A galvanometer and a resistor are connected in series in an incorrect attempt to form an ammeter. Which of the following best explains the effect of connecting the resistor in series? (A) The maximum current measurable by the ammeter is less than the maximum current measurable by the galvanometer. (B) The current measured by the ammeter is greater than the actual current. (C) The current measured by the ammeter is less than the actual current.

In our question, we’re told that a galvanometer and a resistor are connected in series. Using circuit symbols, that would look like this. We’re told that this arrangement is an incorrect attempt to form an ammeter from these two components. We want to choose which of our answer options best explains what happens when the galvanometer and resistor are connected this way. The first thing we can note is that when our answer options talk about an ammeter, that term is describing this arrangement of components. We know that this is an incorrect arrangement of these components to form an ammeter. But for now, we’re thinking of an ammeter as a galvanometer and resistor connected in series.

What we’re calling our ammeter, boxed here in orange, is part of a larger circuit.
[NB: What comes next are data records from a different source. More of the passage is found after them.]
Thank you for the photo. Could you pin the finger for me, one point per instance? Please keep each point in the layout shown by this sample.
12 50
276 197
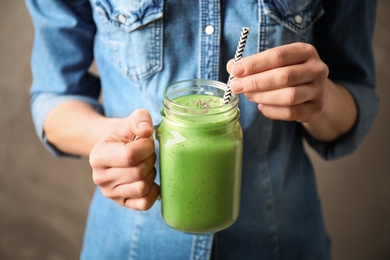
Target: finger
143 203
273 79
139 123
118 154
132 190
302 113
281 56
283 97
112 177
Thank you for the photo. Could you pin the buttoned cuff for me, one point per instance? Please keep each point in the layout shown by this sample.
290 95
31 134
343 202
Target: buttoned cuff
43 103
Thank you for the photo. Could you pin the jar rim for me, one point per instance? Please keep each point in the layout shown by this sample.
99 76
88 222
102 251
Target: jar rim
202 86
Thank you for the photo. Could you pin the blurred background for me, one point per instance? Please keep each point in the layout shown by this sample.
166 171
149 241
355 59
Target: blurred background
44 200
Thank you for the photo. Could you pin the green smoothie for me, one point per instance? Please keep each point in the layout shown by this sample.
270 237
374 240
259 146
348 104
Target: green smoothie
200 165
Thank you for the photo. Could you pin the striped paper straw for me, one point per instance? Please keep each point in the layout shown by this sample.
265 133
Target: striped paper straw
239 51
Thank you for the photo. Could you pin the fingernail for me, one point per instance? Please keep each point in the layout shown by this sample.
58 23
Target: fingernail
144 126
236 85
238 69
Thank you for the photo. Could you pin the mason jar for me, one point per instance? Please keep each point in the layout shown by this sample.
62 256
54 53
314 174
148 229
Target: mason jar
200 157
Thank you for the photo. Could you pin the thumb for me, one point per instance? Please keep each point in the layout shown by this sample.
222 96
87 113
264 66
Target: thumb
141 123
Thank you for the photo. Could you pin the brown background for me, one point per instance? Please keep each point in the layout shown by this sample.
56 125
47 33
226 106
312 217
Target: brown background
44 200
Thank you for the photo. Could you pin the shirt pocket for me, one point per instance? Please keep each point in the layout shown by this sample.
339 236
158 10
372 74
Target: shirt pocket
133 30
296 15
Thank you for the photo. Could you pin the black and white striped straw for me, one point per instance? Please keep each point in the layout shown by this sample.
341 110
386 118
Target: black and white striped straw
239 51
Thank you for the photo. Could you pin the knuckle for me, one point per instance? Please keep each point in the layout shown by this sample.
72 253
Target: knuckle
98 179
129 156
289 114
309 49
141 188
250 84
292 96
108 193
286 77
278 57
143 204
137 173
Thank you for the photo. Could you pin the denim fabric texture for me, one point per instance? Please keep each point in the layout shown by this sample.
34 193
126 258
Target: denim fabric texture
142 46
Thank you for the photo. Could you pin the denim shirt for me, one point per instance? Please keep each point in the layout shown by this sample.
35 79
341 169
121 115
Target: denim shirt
141 46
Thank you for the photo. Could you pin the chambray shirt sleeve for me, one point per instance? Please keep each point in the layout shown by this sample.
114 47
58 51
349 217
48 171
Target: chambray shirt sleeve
343 38
62 54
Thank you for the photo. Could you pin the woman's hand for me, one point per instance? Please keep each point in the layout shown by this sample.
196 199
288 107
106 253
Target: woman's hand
291 82
288 82
124 167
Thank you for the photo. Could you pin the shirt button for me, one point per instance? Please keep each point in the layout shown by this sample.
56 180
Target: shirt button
298 19
209 29
122 18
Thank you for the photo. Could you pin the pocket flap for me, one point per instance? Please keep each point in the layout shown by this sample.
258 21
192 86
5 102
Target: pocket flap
130 15
296 15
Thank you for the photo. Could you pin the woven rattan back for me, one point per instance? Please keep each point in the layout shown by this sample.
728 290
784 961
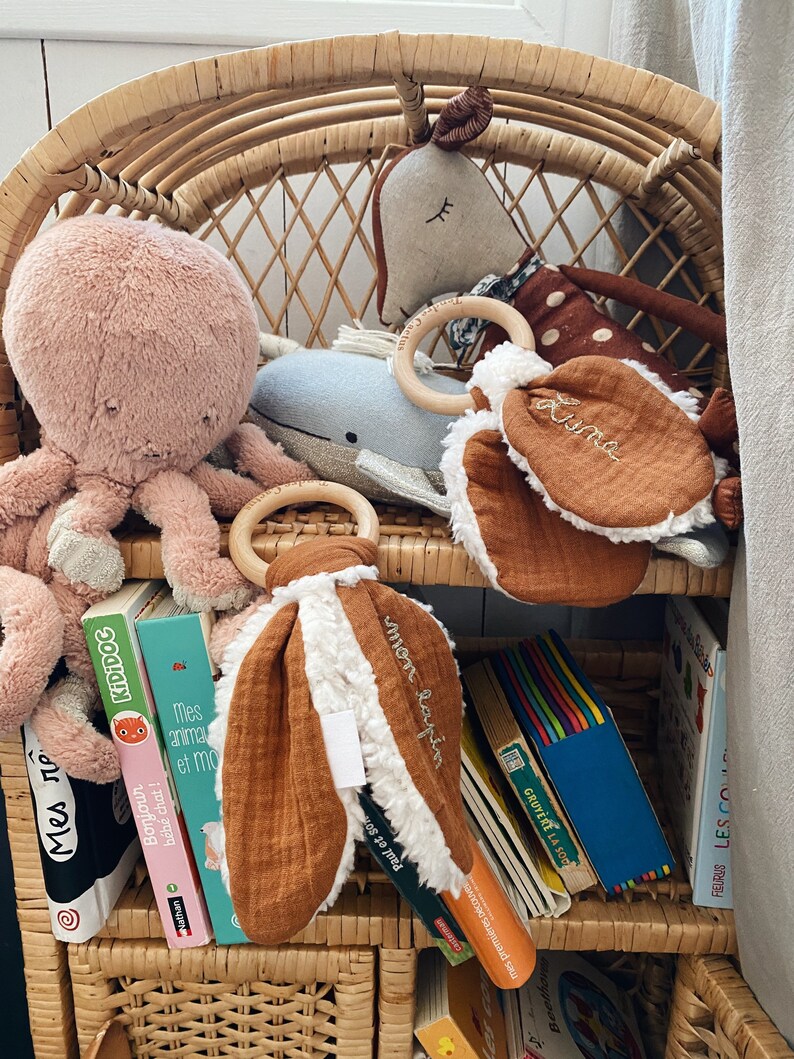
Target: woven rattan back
272 155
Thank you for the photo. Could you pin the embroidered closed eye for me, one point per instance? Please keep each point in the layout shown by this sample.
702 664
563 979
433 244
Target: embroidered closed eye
441 215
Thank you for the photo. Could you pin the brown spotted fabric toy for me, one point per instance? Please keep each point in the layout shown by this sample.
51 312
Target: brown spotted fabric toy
340 661
559 480
439 228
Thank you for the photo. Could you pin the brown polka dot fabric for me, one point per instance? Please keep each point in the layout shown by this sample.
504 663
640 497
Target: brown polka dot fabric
282 822
607 446
464 118
566 324
539 556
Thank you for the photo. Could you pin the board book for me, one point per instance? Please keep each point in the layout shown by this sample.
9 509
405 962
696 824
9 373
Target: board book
486 799
427 904
523 771
692 743
115 653
585 760
87 842
457 1010
175 648
570 1010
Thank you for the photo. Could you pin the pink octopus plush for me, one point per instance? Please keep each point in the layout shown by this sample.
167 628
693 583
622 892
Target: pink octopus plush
137 348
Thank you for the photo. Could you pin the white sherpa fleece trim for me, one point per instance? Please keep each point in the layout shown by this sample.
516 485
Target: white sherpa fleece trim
237 650
341 678
506 368
450 642
686 401
464 521
699 516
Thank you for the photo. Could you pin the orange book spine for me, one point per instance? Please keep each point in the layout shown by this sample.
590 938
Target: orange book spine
500 939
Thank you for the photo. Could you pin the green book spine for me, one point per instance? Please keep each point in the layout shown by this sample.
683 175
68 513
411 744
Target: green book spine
428 905
116 659
180 671
538 806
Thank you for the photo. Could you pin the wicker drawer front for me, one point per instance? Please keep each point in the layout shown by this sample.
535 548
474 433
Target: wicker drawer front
228 1001
715 1016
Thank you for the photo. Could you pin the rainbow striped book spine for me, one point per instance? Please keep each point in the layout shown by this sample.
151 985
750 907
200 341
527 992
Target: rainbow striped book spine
585 760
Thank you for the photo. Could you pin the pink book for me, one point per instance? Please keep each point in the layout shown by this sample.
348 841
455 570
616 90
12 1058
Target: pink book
115 652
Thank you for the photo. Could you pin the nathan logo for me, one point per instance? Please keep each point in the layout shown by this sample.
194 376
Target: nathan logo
112 666
445 930
179 917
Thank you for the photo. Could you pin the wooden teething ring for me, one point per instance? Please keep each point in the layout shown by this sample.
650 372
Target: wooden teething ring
240 545
518 329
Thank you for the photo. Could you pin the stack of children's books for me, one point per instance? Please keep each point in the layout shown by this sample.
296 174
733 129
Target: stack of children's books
560 753
566 1010
157 684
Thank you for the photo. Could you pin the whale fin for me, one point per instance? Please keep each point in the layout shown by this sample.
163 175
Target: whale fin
412 483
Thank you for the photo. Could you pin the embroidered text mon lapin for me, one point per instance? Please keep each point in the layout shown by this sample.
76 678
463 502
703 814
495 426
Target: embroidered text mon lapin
429 733
556 405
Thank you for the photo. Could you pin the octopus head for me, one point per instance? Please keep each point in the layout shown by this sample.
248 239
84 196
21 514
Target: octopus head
136 345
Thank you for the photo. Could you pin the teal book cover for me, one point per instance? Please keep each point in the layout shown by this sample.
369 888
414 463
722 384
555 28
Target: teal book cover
175 648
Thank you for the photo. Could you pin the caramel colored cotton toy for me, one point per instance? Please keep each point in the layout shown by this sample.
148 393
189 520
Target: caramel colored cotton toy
335 660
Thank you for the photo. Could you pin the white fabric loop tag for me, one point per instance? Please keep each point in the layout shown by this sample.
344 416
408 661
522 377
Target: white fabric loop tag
343 749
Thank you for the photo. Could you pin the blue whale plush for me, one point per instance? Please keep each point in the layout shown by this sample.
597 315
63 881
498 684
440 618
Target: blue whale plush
344 414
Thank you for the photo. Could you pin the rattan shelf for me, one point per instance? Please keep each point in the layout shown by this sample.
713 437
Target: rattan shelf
655 921
415 548
272 156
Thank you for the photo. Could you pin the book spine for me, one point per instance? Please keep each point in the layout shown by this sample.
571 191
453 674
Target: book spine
428 905
85 872
149 786
533 794
711 881
179 670
501 941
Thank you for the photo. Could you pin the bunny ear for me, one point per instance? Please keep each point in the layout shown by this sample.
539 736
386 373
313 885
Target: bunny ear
464 118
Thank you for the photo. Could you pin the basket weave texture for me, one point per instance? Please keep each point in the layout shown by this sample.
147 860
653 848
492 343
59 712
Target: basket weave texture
715 1016
231 1001
272 156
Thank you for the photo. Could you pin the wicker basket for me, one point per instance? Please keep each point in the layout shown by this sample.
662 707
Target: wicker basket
716 1016
239 1000
271 156
647 979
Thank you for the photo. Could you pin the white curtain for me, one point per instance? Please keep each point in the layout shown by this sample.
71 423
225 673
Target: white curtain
741 52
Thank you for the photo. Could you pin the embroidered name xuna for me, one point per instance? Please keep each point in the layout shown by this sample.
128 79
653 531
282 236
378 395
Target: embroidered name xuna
555 405
401 652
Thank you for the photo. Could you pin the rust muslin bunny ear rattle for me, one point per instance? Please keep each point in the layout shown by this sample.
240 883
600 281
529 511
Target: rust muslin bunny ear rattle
523 548
335 653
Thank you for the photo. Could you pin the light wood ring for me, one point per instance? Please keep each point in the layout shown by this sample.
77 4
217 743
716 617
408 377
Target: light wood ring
240 545
518 329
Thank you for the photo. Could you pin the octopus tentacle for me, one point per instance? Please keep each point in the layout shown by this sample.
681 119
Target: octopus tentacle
191 543
28 484
33 629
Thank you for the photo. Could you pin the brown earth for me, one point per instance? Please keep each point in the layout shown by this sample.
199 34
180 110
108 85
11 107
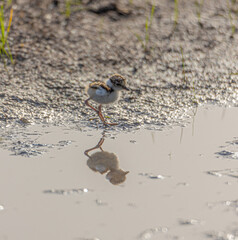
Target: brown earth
56 56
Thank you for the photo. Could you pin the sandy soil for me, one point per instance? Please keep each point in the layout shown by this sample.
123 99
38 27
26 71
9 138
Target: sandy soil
56 56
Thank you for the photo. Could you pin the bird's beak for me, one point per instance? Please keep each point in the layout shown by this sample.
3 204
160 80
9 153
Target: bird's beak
126 88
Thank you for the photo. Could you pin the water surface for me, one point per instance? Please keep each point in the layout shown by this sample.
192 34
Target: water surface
174 184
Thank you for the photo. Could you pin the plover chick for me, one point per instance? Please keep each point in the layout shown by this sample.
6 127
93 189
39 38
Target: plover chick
105 93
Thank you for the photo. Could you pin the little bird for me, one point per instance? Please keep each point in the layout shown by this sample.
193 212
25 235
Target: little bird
105 93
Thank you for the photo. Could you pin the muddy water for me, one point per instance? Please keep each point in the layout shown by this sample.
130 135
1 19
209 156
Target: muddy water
174 184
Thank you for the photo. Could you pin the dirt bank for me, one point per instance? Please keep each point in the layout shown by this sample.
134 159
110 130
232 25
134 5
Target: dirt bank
56 56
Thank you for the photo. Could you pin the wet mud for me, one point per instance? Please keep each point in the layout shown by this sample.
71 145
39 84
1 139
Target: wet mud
172 184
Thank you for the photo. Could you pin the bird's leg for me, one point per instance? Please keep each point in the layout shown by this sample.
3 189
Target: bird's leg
99 145
87 103
102 118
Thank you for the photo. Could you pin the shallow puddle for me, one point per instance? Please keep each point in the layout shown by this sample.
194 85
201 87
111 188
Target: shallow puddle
173 184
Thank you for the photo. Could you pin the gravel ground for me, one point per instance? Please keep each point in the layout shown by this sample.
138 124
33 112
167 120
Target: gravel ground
56 56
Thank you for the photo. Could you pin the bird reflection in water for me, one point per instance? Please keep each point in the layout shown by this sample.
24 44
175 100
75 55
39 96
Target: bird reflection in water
106 162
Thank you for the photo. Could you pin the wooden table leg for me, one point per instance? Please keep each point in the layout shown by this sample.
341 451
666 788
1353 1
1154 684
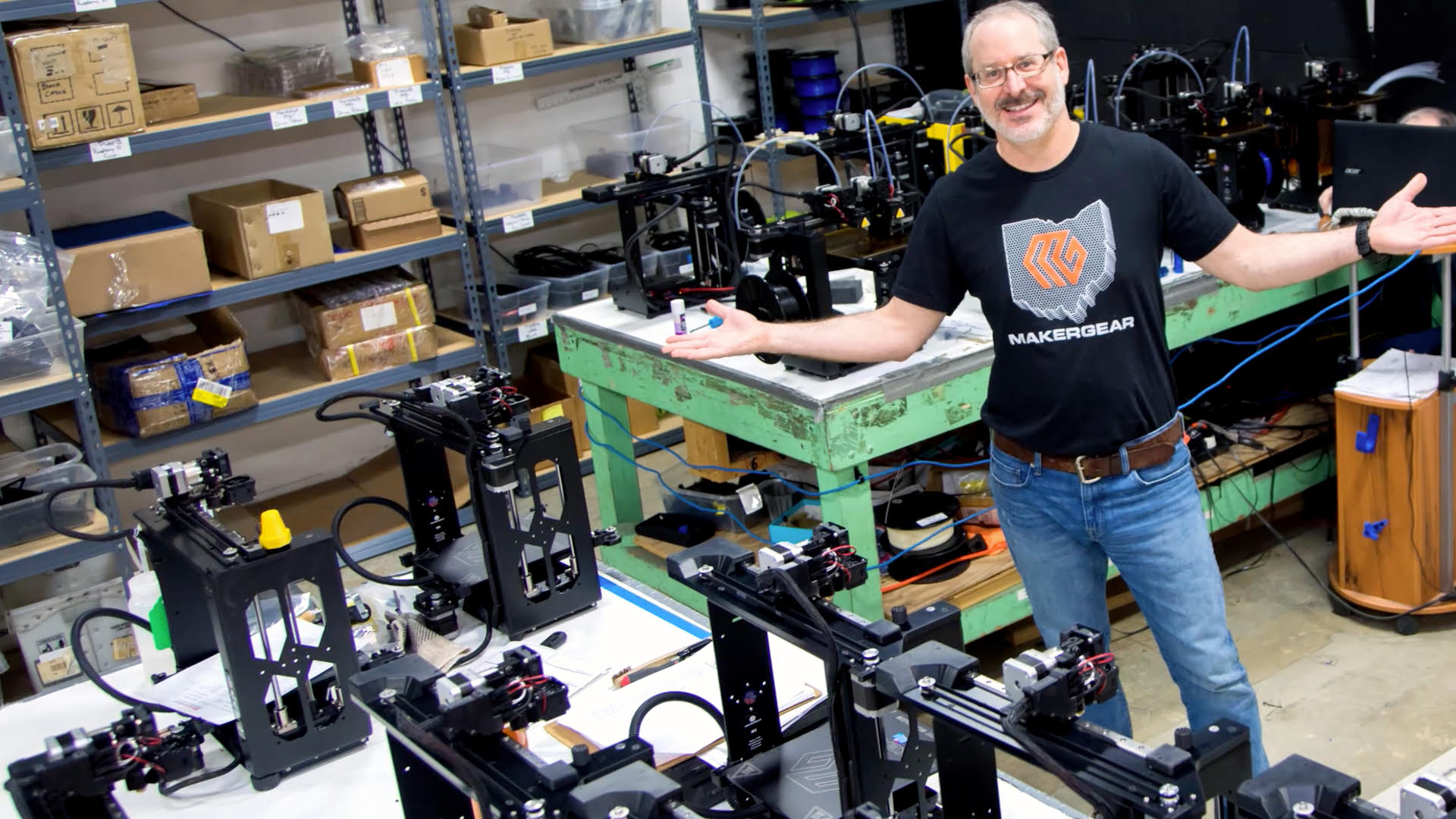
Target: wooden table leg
851 509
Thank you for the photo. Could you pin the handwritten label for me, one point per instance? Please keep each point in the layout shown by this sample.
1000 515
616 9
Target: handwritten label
408 95
509 74
350 107
517 222
289 117
111 149
284 216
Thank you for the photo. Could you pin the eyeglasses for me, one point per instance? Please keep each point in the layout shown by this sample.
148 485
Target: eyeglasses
1028 66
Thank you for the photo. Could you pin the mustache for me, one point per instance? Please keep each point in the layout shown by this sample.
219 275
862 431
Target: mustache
1021 99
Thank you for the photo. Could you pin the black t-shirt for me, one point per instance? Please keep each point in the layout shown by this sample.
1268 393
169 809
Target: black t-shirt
1065 262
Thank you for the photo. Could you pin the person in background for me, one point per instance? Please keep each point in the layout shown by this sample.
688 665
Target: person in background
1430 117
1059 232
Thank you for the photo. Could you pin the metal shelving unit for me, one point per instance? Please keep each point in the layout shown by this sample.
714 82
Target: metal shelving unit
761 19
459 80
221 117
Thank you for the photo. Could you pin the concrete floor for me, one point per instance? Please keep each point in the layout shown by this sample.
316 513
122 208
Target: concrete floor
1346 692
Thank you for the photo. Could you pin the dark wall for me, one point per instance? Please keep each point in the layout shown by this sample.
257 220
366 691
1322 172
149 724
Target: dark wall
1282 31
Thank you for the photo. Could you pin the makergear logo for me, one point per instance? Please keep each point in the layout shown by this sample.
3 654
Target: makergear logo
1057 268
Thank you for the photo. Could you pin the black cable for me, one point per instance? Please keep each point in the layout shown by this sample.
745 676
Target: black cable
201 27
348 560
1011 722
635 726
79 651
168 789
49 512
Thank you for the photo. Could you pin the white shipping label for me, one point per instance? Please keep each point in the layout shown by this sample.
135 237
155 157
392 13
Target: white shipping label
517 222
284 216
111 149
350 107
408 95
289 117
394 72
378 316
509 74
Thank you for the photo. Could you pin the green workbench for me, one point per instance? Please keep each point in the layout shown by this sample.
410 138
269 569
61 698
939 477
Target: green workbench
618 356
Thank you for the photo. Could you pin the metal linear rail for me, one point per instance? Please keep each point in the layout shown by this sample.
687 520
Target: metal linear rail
246 123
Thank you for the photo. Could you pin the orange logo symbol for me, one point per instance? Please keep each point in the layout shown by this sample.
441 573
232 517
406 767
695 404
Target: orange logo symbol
1055 259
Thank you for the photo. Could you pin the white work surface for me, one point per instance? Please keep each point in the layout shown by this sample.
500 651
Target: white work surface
628 627
962 344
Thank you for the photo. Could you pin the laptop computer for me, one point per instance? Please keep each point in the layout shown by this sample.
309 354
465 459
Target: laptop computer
1373 161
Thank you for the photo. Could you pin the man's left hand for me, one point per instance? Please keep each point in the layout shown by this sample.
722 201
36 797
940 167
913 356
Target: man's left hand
1402 228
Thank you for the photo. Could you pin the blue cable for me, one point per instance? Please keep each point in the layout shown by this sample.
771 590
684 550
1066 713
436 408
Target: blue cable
770 472
1307 322
930 535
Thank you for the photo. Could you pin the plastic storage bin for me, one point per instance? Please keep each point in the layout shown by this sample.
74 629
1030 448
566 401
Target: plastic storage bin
36 461
571 290
607 145
24 521
33 346
507 177
520 299
601 20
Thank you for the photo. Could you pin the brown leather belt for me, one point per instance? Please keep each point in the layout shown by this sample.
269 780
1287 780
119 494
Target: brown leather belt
1095 466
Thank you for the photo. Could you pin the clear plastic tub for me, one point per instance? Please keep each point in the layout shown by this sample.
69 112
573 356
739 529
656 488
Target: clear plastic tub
36 461
601 20
571 290
507 178
520 299
607 145
33 346
24 521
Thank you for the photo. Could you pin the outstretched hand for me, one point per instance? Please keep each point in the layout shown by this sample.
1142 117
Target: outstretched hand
1402 228
737 335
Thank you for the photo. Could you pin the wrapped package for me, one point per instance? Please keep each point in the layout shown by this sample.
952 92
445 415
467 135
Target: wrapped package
278 71
375 354
364 306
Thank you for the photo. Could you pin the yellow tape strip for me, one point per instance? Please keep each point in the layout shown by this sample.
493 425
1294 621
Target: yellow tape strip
410 297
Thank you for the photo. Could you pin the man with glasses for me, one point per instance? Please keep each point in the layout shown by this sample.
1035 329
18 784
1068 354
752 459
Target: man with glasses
1059 234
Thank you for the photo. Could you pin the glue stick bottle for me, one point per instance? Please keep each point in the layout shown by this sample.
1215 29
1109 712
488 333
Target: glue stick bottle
679 316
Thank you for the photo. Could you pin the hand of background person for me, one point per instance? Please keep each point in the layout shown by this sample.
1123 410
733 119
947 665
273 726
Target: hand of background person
740 334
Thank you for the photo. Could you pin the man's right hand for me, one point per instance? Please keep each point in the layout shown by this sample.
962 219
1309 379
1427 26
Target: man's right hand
739 335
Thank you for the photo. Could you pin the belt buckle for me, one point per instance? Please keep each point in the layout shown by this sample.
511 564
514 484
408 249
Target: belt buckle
1082 475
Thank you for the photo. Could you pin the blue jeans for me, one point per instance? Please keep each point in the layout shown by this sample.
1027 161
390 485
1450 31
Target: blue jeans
1150 525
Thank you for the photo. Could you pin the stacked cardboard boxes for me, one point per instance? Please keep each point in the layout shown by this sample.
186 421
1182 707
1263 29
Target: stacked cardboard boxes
367 322
386 210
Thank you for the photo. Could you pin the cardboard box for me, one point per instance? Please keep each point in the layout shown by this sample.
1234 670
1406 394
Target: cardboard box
391 72
77 83
44 632
375 354
389 232
133 261
522 38
168 101
364 306
145 388
262 228
386 196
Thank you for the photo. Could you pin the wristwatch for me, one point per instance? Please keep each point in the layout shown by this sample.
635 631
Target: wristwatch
1363 242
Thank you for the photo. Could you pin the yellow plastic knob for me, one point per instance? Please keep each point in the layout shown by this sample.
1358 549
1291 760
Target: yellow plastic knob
273 534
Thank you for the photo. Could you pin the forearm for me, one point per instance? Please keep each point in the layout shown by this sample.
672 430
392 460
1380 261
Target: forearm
867 337
1277 260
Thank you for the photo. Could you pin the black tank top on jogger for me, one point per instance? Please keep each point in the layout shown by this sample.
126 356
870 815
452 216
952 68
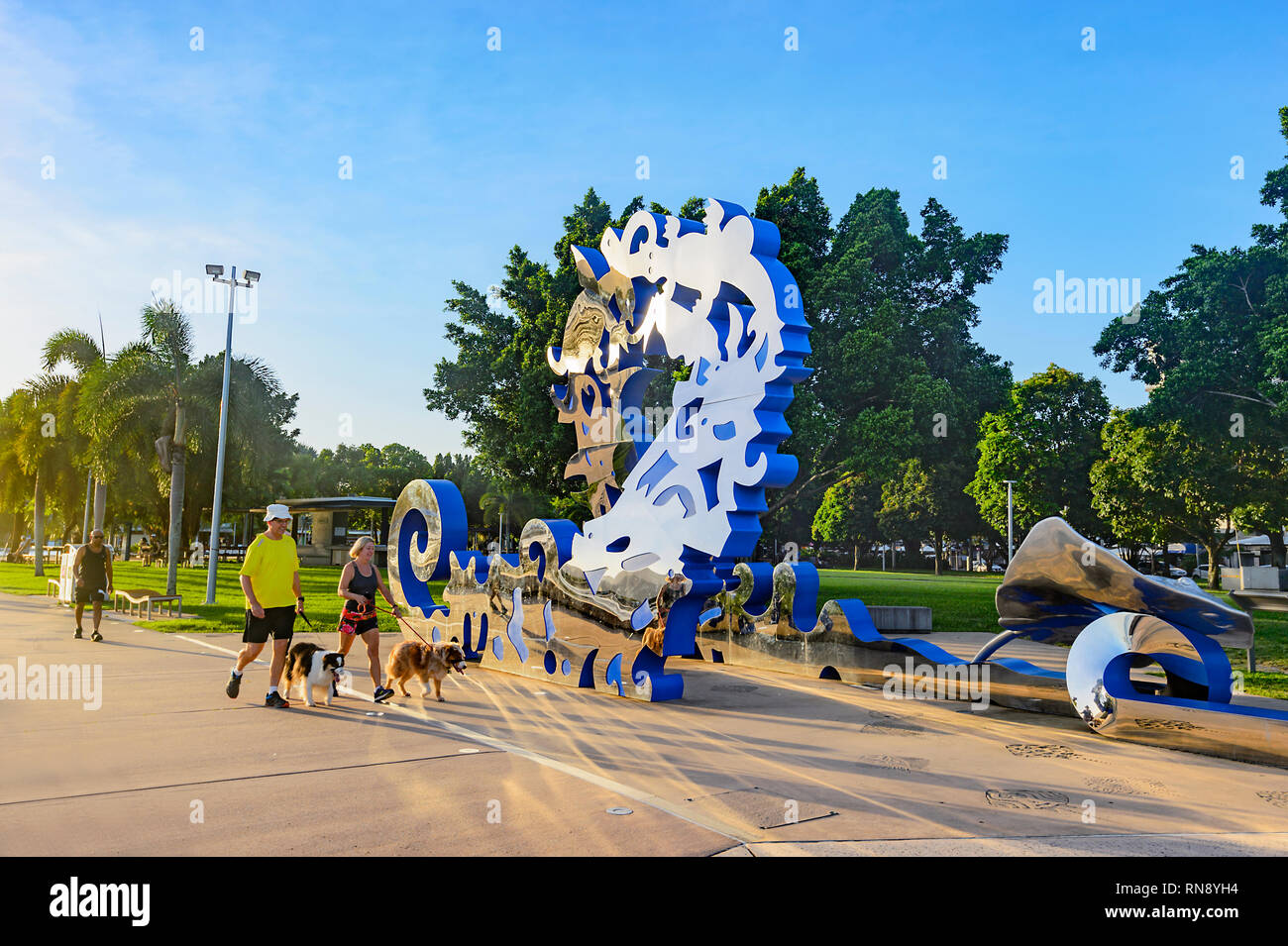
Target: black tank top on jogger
364 584
93 568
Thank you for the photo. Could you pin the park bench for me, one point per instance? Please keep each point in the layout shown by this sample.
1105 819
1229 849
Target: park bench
137 598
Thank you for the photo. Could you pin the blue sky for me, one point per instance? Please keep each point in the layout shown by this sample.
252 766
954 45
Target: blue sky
1104 163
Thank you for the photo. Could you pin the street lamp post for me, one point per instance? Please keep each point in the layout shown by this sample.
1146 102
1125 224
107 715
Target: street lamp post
232 282
1010 523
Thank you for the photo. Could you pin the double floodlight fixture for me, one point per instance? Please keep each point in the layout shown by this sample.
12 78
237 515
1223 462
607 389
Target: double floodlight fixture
248 278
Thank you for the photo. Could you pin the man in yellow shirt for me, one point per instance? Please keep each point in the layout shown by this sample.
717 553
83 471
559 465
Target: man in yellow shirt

We’ll say that that circuit consists of a voltage supply and some resistance. In this series circuit, some current, we’ll call it 𝐼, exists all throughout the circuit. The purpose of an ammeter is to measure this current. And at this point, let’s recall that the correct way to arrange a resistor and a galvanometer so that they really do form an ammeter is in parallel like this. The reason for this arrangement is the measurement scale of a galvanometer tends to be relatively small. What we mean by that is if this were the measurement display of the galvanometer, only a relatively small current is needed to maximally deflect the measurement arm of the galvanometer.

Any current of greater magnitude than this can’t accurately be measured by the galvanometer. This challenge of the limit of the galvanometer’s measurement range is overcome when we arrange the galvanometer in parallel with a relatively low-resistance resistor. That way, most of the current in the circuit passes through the branch with a resistor rather than the one with the galvanometer. In this way, we don’t overwhelm the galvanometer’s measurement capability. When we arrange a galvanometer in series with a resistor though, there is no such safeguard against exceeding the galvanometer’s measurement range.

Even for normal amounts of current 𝐼 in a circuit then, we would probably see a display like this if we looked at our galvanometer’s reading, indicating potentially that the magnitude of current in the circuit was greater than the galvanometer can measure. Here, we’re calling this reading by the galvanometer the current measured by our ammeter. As we’ve seen, this is likely not the actual current in the circuit but instead is just the greatest current that our galvanometer is capable of measuring. This situation is described by answer choice (C) that the current measured by the ammeter, in this case this current, is less than the actual current in the circuit.

Answer option (A) says that the maximum current measurable by the ammeter — recall that here we’re talking about a galvanometer and resistor in series as an ammeter — is less, option (A) says, than the maximum current measurable by the galvanometer. Based on our sketch though, we see that those values are actually one and the same. We won’t choose answer choice (A). And answer choice (B) says that the current measured by the ammeter, again our galvanometer and resistor in series, is greater than the actual current. We’ve seen though that actually our galvanometer arranged this way gives an under indication of the current in the circuit rather than an over indication.

Our answer then is option (C). When a galvanometer and a resistor are connected in series to form an ammeter, the current measured by the ammeter is less than the actual current.